「何か、見つけた気がしたんだけどな。」
呟いた言葉は、口元で白い息の塊になった。
自分の足がアスファルトを踏んで、鈍い音を通りに流す。
駅前にわずか残った灯りから離れて住宅街に向かう道に、人影は自分一つきりだった。
声も、足音も聞く人はいない。
目を閉じて歩いても、誰にもぶつからないで行けるだろう。
意味のない呟きも、意味のないまま消えていく。
「なんだったんだろ。
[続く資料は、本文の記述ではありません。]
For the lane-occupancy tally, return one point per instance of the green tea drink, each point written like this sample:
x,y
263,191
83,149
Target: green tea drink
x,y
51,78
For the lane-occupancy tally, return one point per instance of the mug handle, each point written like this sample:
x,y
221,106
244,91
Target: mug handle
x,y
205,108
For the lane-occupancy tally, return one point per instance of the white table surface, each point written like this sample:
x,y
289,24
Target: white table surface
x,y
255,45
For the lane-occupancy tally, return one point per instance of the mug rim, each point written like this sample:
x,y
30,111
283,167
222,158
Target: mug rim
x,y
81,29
」
マフラーに首を埋めて、コートのポケットに手を入れた。
中は空で、手は空気を掴んだ。
小さな頃はコートのポケットは折りたたみ式の携帯電話が入っていて、
親指で押し開いてはメールを確認して歩いたものだった。
今は懐かしむだけだ。
大人になるのは、懐かしむ過去が増えることかもしれないと、時折思う。
「今も、ケータイを持っていればなぁ。」
大通りにさしかかると、広い路を風が通りすぎていった。
長い金髪が一筋流れる。
対岸の赤く点った歩行者用を見上げ、息を吐く。
片側三車線の大通りは真っ黒いアスファルトを晒している。
夜は車さえ途切れる。
通りの先の方に赤く、2つのテールランプだけがちらついていた。
昼にはない隙間が、夜には空いている。
「何か・・・。」
遠い都心の明かりが映り、薄ぼんやりと黄色い空には星もまばらだ。
何からも遠くて、街の底から見上げるみたいだ。
「わかったかな。」
青信号が点って、フェイトは歩き出した。
何も泳がないアスファルトの河に足を浸す。
聞こえるはずのない着信音を探して、耳は遠い車の咆哮を追っていた。